The ability to turn on your tap at the end of a long day and have water come pouring out is typically thought to be one of life’s simple pleasures.
After two days in the Bahamas at the Caribbean Water and Wastewater Association (CWWA) Conference and Exhibition, however, it has become clear that that simple pleasure may not be so simple after all.
We have been given hints of this this past summer — as in former years — in Jamaica where we suffered under the weight of drought conditions that forced at-times crippling water lock-offs across sections of the island.
But as burdensome as the past summer has been for Jamaicans, due to the El Niño phenomenon this year (expected, incidentally, to impact us again toward the end of the year), it is but a snapshot of what is in store.
This is given, among other things:
- current levels of water consumption in the region, which is upwards of 700 litres per person per day in at least one Caribbean island and more than 400 in several others — way above the 270 regarded as the proper standard for optimum systems;
- high levels of non-revenue water, which is over 60 per cent in islands like Jamaica and Guyana;
- poor infrastructure; and a
- lack of legislative, policy and institutional frameworks to bolster management of the sector.
All of these factors are exacerbated by the harsh reality of climate change — fuelled by human consumption of fossil fuels and poor agriculture and other practices that trigger earth’s warming due to the emission of ever increasing quantities of greenhouse gases (notably carbon dioxide, methane and nitrous oxide).
The changing climate translates into a divergence from the weather to which we have grown accustomed over many decades, resulting in water-related impacts itemised for us by a recently concluded Caribbean Development Bank (CDB) study of the water sector in some 17 of its borrowing countries in the region.
Those impacts, articulated by David Boyce of Cole Engineering International in a presentation of the CDB study here on Tuesday, include:
- a decrease in precipitation (less rainfall);
- substantially drier wet seasons;
- drier and longer dry seasons;
- salt water intrusion that poses a threat to coastal aquifers; and
- higher rates of evapotranspiration (water loss from earth into the atmosphere).
In a word, substantially drier wet seasons, and drier and longer dry seasons mean droughts associated with a reduction in annual rainfall in a region heavily dependent on rain as its source of water.
This is given the reality of deficiencies in our storage capacity and a failure, over the years, to have that addressed.
There has, too, been a failure to adopt new technologies and on a large enough scale to make a difference in the interest of our water security.

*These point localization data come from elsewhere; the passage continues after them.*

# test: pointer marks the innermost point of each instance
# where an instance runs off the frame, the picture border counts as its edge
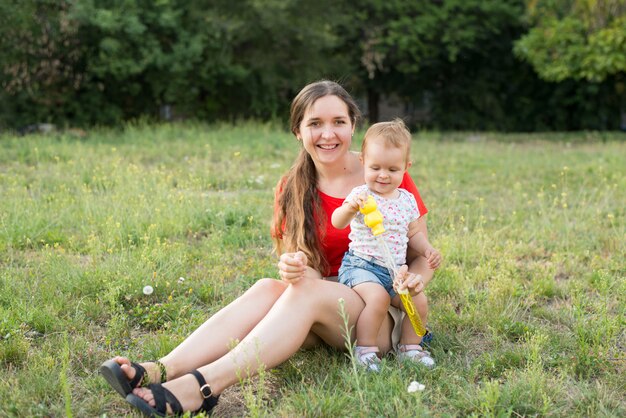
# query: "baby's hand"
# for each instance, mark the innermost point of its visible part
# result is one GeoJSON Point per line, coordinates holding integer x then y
{"type": "Point", "coordinates": [358, 201]}
{"type": "Point", "coordinates": [433, 256]}
{"type": "Point", "coordinates": [291, 266]}
{"type": "Point", "coordinates": [406, 280]}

Think water harvesting, low flush toilets and faucets that help us to conserve.
All the while, we have the issue of a mindset of entitlement to water, with the thinking of many people being ‘and at no cost to us’.
“Unfortunately we come from a kind of water culture that says water should be free. So there are persons stealing water but don’t feel the same moral sense of guilt about it because they have told themselves a ‘massa God water; it fi free’ without recognising that to get water to them in the pipes, while the raw water resources is a gift from God, the commission has to expend millions of dollars every day to harness that raw water where it is, treat it [and] pipe it, some times miles from where it is to where they are,” said Charles Buchanan, communications manager with the National Water Commission, in a Gleaner interview I did with him a couple of months ago.
The electricity cost, he said, is J$500 million each month.
“It is very costly, and unfortunately sometimes we haven’t got this through enough to persons. People tend to take water for granted, especially when there is no drought and there is no scarcity,” he added.
Adoption of new technologies to meet the changing face of the water sector amidst climate and other pressing realities also includes the necessity to look at alternative energy sources to power the transportation of water.
This was a point well made by Deputy Managing Director of Jamaica’s Water Resources Authority Herbert Thomas, also during a recent interview.
“When you talk about moving water, there is a significant energy cost to that. So it means that you will have to look at the various combinations of options to see which is most beneficial. You would have to do a cost benefit analysis to see which engineering option is best suited,” he advised at the time.
So where does all this leave us?
Well, the truth is, while the Caribbean has been slow on the uptake with many things, there is a conversation taking place — as evidenced by the platform made available through the CWWA. And the road to change begins with just that — conversation.
At the same time, as evidenced by presentations made here at this the 23rd annual conference, there are a number of individuals and entities that have moved beyond conversation to action.
They include the Global Environmental Facility (GEF) Caribbean Regional Fund for Wastewater Management (CReW) project, whose implementing team is working to have wastewater looked at as a resource and a part of the answer to the water challenge facing the region.
There is the CDB that commissioned the recent study, adding to the existing body of research on water, and water and climate change in the region, which should also help to inform their funding priorities for the sector.
There are, too, entities like the Pan American Health Organisation, the Food and Agriculture Organisation and various country water resources authorities and other stakeholders working in their respective quarters of the region to arrest water challenges.
So there are some things happening.
Still, we need to continue the conversation and there is need for deeper and increased collaboration among all stakeholders — public, private, civil society — if we are to have water in our taps remain, if not a simple, then at least a not too complicated pleasure.